Bipolar Disorder

N-acetylcysteine: A Promising Treatment of Many Disorders

It may be beneficial for depression, schizophrenia, trichotillomania, and more.

Posted Oct 17, 2019

N-acetylcysteine (NAC) is an amino acid widely used in emergency rooms to treat people who overdose on acetaminophen (Tylenol™). Studies have investigated the effectiveness of NAC both as a stand-alone and adjunctive treatment of depressed mood, bipolar disorder, schizophrenia, and trichotillomania, as well as nicotine, Cannabis, and cocaine abuse and dependence. This post is offered as a concise summary of research highlights.

How NAC is beneficial for brain function

NAC is a necessary precursor of glutathione, a molecule that reduces the cell damage caused by "free radicals." NAC also decreases blood levels of molecules that cause inflammation in the body and brain, such as interleukin-6, which may play a role in the pathogenesis of schizophrenia, bipolar disorder, and depressed mood (Drexhage et al 2010). A third proposed mechanism of action has to do with the stimulation of the increased synthesis and release of the neurotransmitters glutamate and dopamine (Gere-Paszti & Jakus 2009). 

NAC as a treatment of particular psychiatric disorders — what the evidence suggests

A meta-analysis and systematic review of placebo-controlled studies on NAC as a stand-alone treatment of depressed mood in individuals diagnosed with major depressive disorder, bipolar disorder, and other psychiatric disorders (Fernandes et al 2016) found evidence for moderately improved depressed mood and improved global functioning.

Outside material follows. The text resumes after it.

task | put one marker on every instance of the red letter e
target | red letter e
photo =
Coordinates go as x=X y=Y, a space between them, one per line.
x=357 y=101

In a four-month, double-blind study, individuals treated with NAC plus their usual antidepressant improved more than individuals taking a placebo with their antidepressant medication (Berk et al 2014). Individuals with bipolar disorder may also have relatively higher oxidative stress, especially during acute mania, compared to the healthy population. NAC supplementation at doses of 2 gm/day may be beneficial for bipolar depressed mood; however, the findings of placebo-controlled studies are inconsistent (Berk et al 2008a; Berk et al 2011; Berk et al 2012; Berk et al 2019).

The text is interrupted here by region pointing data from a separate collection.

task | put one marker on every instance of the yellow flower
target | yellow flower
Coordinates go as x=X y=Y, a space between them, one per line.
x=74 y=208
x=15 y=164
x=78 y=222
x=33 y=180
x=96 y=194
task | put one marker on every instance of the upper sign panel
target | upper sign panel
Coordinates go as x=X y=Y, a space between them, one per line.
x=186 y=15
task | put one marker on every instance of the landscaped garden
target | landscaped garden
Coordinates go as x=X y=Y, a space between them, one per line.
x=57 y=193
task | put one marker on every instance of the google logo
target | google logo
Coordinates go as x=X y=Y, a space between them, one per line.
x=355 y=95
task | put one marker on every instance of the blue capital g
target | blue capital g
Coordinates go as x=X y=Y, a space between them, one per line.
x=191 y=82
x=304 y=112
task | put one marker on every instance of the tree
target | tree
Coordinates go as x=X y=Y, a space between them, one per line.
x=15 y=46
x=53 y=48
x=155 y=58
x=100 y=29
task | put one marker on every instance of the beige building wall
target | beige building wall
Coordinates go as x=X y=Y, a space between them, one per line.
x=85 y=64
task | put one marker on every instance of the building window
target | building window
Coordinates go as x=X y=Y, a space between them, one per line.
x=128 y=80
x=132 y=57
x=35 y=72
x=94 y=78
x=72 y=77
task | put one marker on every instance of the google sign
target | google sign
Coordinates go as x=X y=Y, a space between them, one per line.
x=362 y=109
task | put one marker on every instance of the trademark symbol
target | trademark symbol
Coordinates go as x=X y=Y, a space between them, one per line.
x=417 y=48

It has been suggested that individuals with schizophrenia—as in those with bipolar disorder—may also have greater oxidative stress that may predispose them to changes in neuronal cell membranes and mitochondrial function that manifest as symptoms of schizophrenia (Carter 2006). NAC supplementation may reduce the severity of psychotic symptoms by reducing overall oxidative stress and increasing CNS glutamate levels (Carlsson 2006).

In a large, six-month, double-blind study, individuals with schizophrenia who had failed to respond to multiple trials on antipsychotics (including clozapine) were treated with NAC 1,000 mg twice daily or a placebo while taking their usual antipsychotic medication (Berk et al 2008b). Importantly, individuals taking NAC experienced moderate improvements in symptoms of apathy and social withdrawal (i.e., so-called "negative" symptoms), improvements in day-to-day functioning, and fewer abnormal involuntary movements caused by their antipsychotic. 

NAC as a treatment of substance abuse

NAC has been investigated as a treatment of substance use disorders with promising results. As in mood disorders, the beneficial effects of NAC may be related to its role in restoring neurotransmitter activity affected by chronic substance abuse (Madayag et al 2007). The findings of small, placebo-controlled studies suggest that NAC in total daily doses of 1,200 to 3,600 mg help heavy Cannabis users to reduce their use (Gray et al 2010) and may reduce the intensity of withdrawal and craving in individuals in the early stages of recovery following cocaine use (La Rowe et al 2007). 

NAC for trichotillomania and other impulse control disorders

In addition to its mood-enhancing benefits, there is evidence that NAC may reduce compulsive hair pulling, nail-biting, skin picking, and pathological gambling (Grant, Odlaug & Kim 2009; Berk et al 2009). Over 80 percent of individuals with pathological gambling who responded to NAC 1,800 mg/day in an eight-week, open-label study and who were subsequently enrolled in a six-week, placebo-controlled trial continued to report significant reductions in gambling (Grant et al 2007).

Bottom line

Depressed mood, schizophrenia, impulse control disorders, and substance use disorders may be caused or exacerbated by harmful consequences of increased oxidative stress on brain function. Research findings support that NAC supplementation has beneficial effects on these disorders because of its role in restoring the body’s principal "free radical scavenger," glutathione, decreasing blood levels of pro-inflammatory molecules and enhancing the synthesis and release of neurotransmitters. Large placebo-controlled studies are needed to confirm the beneficial effects of NAC in mental health care and to determine safe, optimal dosages of NAC as a standalone or adjunctive treatment of specific psychiatric and substance use disorders.